Son muchas las aristas que pueden desprenderse de este fenómeno, pero nos detendremos en dos. Una ya la señalábamos en otro artículo publicado en este mismo portal en junio de 2016: salvando las distancias, podemos convertirnos en una especie de nueva Siria, pero con la variante de que millares de venezolanos tienen, producto de las inmigraciones de las décadas de 1950 a 1980, pasaporte de otros países. Se calcula, por ejemplo, que hay un millón que podrían aspirar al italiano (oficialmente son solo unos 120.000) y otro tanto al español (oficialmente viven 200.000 españoles en Venezuela). El reciente escándalo de la negativa de entrada en Israel a nueve venezolanos conversos al judaísmo es una señal de lo que el empeoramiento de la crisis puede obligar a hacer a muchos países. No aleguemos una vez más que Venezuela recibió judíos alemanes en 1938 cuando pocos los aceptaban en el mundo. El hecho es que, recién conversos en medio de una crisis enorme, comprensiblemente dispararon la suspicacia de las autoridades encargadas de ejecutar la Ley de Retorno israelita. Kuczynski dio un paso adelante al combinar humanitarismo con el responsable deseo de poner algo de orden (viven en Venezuela unos 200.000 peruanos, lo que presagia un flujo intenso de migrantes). Cuando la Cruz Roja de las Antillas neerlandesas se preparó para un éxodo masivo a inicios de 2016, estaba haciendo los cálculos correctos.

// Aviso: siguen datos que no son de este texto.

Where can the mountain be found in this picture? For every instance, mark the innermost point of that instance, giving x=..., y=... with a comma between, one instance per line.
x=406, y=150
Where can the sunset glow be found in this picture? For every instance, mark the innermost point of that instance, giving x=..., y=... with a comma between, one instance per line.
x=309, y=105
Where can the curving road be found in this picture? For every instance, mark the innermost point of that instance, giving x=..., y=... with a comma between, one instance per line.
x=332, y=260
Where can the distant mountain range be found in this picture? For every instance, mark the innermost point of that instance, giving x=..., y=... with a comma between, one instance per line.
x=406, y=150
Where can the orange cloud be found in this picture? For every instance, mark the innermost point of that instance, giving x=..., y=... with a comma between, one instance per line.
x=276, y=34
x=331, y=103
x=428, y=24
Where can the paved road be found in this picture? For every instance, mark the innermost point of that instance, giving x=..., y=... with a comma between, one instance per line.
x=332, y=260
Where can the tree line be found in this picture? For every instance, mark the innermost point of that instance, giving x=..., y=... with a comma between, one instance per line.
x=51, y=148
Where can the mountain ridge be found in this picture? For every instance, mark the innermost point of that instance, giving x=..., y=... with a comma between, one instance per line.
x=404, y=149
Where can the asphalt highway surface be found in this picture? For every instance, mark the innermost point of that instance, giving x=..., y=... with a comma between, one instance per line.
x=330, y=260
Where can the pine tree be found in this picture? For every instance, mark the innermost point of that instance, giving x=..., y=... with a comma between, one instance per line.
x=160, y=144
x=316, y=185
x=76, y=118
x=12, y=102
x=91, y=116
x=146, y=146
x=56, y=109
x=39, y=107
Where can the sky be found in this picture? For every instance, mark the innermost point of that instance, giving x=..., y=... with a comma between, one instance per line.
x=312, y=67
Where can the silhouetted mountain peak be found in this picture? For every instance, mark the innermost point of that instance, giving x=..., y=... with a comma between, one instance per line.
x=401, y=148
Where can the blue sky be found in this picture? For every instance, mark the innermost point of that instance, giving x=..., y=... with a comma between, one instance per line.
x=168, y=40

El segundo aspecto para señalar se produce en el plano interno. En ese marco la estampida tiene otra dimensión: la de la desesperanza. El desplome económico y el enrocamiento en el poder del presidente Nicolás Maduro (que alcanza picos de 80% de oposición ciudadana) quebraron la resistencia de muchos ciudadanos. El bloqueo de la propuesta de referéndum revocatorio en la que muchos tenían puestas sus esperanzas hizo clara la posibilidad de que el régimen devenga en una dictadura desembozada. Entonces, muchos concluyeron que había llegado el momento de partir. Se trata de una de las variantes más peligrosas de la estampida. No solo porque puede drenar las tensiones del régimen con la salida de muchos descontentos, sino porque expresa una desesperación más amplia, también presente en la mayoría que, por una u otra razón, no quiere o no puede irse. Muchos de los desesperados no ven salida alguna. Los violentísimos disturbios de diciembre en varias ciudades algo nos dicen al respecto. Aunque fueron saqueos, actos de vandalismo y de delincuencia común sin dirección política, obligaron a la militarización de varios sitios y demostraron que el espíritu de la estampida puede tomar varias direcciones o generar un caos que produzca un éxodo aún mayor. Ante ese escenario, todos los vecinos, incluidos Kuczynski y los nacionalistas panameños, tendrán muchos más problemas que enfrentar. Ojalá nos ayuden a evitar que lleguemos hasta allí porque el problema, como vemos, es de toda la región.